Key Takeaways — CPS 230 APRA Compliance
  • CPS 230 came into force on 1 July 2025 and applies to all APRA-regulated entities. Banks, insurers, and superannuation trustees must comply now.
  • Boards are personally accountable for approving tolerance levels, business continuity plans, and material service provider governance.
  • Every IT provider supporting a critical operation must be classified as a material service provider, with mandatory contract clauses and APRA audit access rights.
  • Pre-existing service provider contracts must be uplifted to CPS 230 requirements by the earlier of the next renewal date or 1 July 2026.
  • If your IT provider cannot demonstrate annual BCP testing and 72-hour incident reporting, that is a direct compliance gap, not a vendor performance issue.

CPS 230 APRA compliance is no longer a future consideration. The Australian Prudential Regulation Authority's Prudential Standard CPS 230 Operational Risk Management took effect on 1 July 2025, and every APRA-regulated entity must demonstrate compliance now. The standard does not distinguish between entities that planned ahead and those that did not.

CPS 230 consolidates and replaces three earlier standards: CPS 231 (Outsourcing), CPS 232 (Business Continuity Management), and CPG 233 (Operational Risk). APRA designed it to address specific, documented failures seen across the sector: controls that existed on paper but had never been tested, BCPs that excluded third-party provider failures, and outsourcing arrangements where regulated entities had no meaningful visibility into their suppliers. CPS 230 closes all three gaps simultaneously.

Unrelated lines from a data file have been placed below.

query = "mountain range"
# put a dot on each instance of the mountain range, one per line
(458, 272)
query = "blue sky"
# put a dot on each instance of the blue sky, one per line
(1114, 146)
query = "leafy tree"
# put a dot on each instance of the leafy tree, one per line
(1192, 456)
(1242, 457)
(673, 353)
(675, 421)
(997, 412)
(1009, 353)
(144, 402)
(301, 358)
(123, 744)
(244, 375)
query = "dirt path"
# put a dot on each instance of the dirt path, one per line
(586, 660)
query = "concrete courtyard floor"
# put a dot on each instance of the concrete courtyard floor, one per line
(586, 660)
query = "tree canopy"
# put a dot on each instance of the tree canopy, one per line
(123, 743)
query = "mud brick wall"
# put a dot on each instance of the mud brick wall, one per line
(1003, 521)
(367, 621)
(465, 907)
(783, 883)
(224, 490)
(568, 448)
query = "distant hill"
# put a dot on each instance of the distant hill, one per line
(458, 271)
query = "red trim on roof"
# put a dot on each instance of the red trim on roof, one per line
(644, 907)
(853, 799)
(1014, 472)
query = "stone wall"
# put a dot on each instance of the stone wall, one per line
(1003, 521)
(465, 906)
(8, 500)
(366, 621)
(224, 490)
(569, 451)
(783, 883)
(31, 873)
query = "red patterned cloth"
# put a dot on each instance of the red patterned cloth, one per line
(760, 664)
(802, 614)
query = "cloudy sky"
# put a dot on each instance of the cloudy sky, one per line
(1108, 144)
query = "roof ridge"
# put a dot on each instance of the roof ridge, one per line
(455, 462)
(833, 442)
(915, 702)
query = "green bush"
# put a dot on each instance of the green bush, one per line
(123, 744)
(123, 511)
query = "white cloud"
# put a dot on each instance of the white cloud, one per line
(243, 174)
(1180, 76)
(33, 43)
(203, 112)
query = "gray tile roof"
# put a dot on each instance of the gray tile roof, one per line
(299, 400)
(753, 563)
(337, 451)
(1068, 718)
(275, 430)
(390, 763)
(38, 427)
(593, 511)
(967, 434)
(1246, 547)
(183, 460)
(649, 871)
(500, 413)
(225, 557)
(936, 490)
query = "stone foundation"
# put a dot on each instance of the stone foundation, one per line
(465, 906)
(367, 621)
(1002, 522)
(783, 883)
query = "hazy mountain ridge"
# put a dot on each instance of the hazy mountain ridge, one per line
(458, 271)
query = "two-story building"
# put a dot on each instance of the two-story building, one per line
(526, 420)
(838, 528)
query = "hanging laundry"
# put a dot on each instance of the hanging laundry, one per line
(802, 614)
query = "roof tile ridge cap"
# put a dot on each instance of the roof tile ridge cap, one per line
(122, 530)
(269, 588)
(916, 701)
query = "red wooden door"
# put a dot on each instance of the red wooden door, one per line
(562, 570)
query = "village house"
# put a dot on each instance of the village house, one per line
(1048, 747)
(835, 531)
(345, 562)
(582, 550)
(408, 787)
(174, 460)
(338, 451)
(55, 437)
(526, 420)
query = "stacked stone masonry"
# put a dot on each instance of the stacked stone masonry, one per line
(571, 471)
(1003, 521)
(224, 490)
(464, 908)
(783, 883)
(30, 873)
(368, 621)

What CPS 230 Actually Requires: The Five Core Obligations

  1. 01

    Identify and Document Critical Operations

    An APRA-regulated entity must formally identify each process that, if disrupted beyond defined limits, would cause material adverse impact to depositors, policyholders, beneficiaries, or the financial system. The definition is deliberately broad and includes processes operated by a service provider on the entity's behalf. Outsourced IT infrastructure, cloud platforms, and managed security services all potentially fall within scope.
  2. 02

    Set Board-Approved Tolerance Levels

    For every critical operation, the entity must define a Recovery Time Objective (maximum acceptable downtime) and a Recovery Point Objective (maximum acceptable data loss). These are not technical parameters set by the IT team. They require board approval. Any IT provider supporting a critical operation must then align their delivery and recovery capabilities to those board-approved tolerances.
  3. 03

    Maintain and Annually Test a Business Continuity Plan

    CPS 230 requires a credible, tested BCP. The testing programme must run at least annually and include scenario exercises covering cyber-attacks, system outages, and service provider failures. If your BCP has never been tested with your IT or security provider simulating a failure scenario, it does not satisfy the standard. APRA will specifically look for evidence of third-party BCP participation in supervisory reviews.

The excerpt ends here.